Sua qualidade de projeção também é reduzida se comparada à película, o que torna o vídeo precário como registro naturalista. As imagens videográficas afastam, pois, a perspectiva da mímesis, "não são embusteiras", "não pretendem fazer passar por espelhos do mundo, na medida em que despudoradamente se apresentam como outros mundos que se agregam ao mundo, sem nenhuma pretensão de aprisioná-lo nas malhas da representação". Coincidentemente ou não, propicia uma nova supervalorização da montagem como condição estética, principalmente no cinema eletrônico:

A montagem, elemento primordial na construção de filmes verdadeiramente artísticos, admite também pressupostos filosóficos que governam o tecido significante. A construção do estético está nessa atitude, em cujo resultado expressa uma visão de mundo peculiar a cada criador.

O novo contexto em que a imagem eletrônica é produzida não é aquele que buscava a realidade para fugir ao propagandismo partidário como algumas décadas atrás, nem detém a preocupação de mostrar a massa (operária) enquanto sujeito. Esta nova imagem, em seu âmbito estético, nasce de um projeto desintegrador de videoartistas dos anos 60, interessados sobretudo "na corrosão dos aparelhos produtores de imagem técnica"; quer produzir "configurações e texturas desvinculadas de qualquer homologia com um modelo exterior".. Para finalizar, tem uma objetivo contraditório (enquanto arte): revolucionar o conceito de arte, absorvendo construtivamente e positivamente os novos processos formativos abertos pelas máquinas e tornar sensíveis e explícitas as finalidades embutidas nos projetos tecnológicos, sejam elas de natureza bélica, policial ou ideológica. Estão, pois, contraditoriamente, entre a adaptação transformadora e a denúncia. Ademais o sentido dessa arte é difícil, porque

O fenômeno da imagem eletrônica é múltiplo, variável, instável, complexo e ocorre numa diversidade infinita de manifestações.

(...)

Como conseqüência dessa generalização da imagem eletrônica os profissionais que a praticam , bem como o público para o qual se dirige, tornam-se cada vez mais heterogêneos, sem qualquer referência padronizada, perfazendo hábitos culturais que resultam em verdadeiros quebra-cabeças para os fanáticos da especificidade

Aliás um vero quebra-cabeças. Já se falou da gestalt de códigos que constitui a cultura das mídias e que o vídeo surge sob o signo da desagregação. Disso advém que nele encontramos todas as representações em contínua metamorfose figurativa e uma "morte da referência".

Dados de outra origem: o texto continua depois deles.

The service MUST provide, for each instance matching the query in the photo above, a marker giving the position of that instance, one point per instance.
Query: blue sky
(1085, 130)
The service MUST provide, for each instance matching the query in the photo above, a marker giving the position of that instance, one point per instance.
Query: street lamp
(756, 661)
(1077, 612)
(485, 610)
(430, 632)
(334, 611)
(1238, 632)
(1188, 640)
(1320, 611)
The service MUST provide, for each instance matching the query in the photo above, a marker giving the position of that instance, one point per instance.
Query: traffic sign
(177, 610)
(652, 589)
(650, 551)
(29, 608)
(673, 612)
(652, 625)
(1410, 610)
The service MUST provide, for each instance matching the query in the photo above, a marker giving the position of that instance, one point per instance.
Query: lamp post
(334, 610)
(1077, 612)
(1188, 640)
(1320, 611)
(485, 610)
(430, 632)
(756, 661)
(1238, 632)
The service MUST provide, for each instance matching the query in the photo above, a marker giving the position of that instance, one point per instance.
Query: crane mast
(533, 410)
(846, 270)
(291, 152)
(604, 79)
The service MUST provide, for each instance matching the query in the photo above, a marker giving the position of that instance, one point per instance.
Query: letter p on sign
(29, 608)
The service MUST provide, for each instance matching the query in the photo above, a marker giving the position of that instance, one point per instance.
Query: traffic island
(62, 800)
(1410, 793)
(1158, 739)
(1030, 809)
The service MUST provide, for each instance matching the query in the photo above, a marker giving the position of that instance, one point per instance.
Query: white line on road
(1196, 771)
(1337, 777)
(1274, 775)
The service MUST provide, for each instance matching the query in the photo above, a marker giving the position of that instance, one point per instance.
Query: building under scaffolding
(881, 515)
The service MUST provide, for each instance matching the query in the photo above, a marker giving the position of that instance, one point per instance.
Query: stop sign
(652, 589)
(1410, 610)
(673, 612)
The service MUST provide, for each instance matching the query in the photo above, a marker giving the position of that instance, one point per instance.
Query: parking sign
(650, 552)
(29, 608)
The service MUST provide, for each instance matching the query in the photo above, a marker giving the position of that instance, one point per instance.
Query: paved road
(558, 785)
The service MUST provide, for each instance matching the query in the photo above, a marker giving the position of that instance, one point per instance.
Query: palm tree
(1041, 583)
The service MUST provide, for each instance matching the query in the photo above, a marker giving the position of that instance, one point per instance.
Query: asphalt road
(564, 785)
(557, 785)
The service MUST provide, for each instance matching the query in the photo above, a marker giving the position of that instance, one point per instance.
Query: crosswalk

O que agora vemos na tela mosaicada é a paisagem da própria mídia, ou seja, imagens que têm por referência outras imagens , ou então imagens que remetem ao seu próprio processo interno de fabricação e produção de sentidos

Heranças de Bazin e Eisenstein

Seria possível ainda mencionar os nomes de Eisenstein e Bazin em tempos de imagem eletrônica? Seria algo válido deter-se ainda em suas afirmações e teses? Se, porém, a pós-modernidade é tão assinalada por uma cultura de mídias que efetuam transações entre si, e isto inclui mesmo as formas tradicionais de cultura - entre elas o cinema -, decerto há algo que ainda é aplicável, dessas teorias, a essa nova imagem. A princípio, diríamos que, das características anteriormente apresentadas, temos um direcionamento estético não-realista e uma potencialização da impureza da linguagem e do caráter público, ou publicável, das imagens cuja circulação em meios eletrônicos é mais fácil do que sua conservação; além de uma polissemia que extrapola os limites da ambigüidade e do simbolismo.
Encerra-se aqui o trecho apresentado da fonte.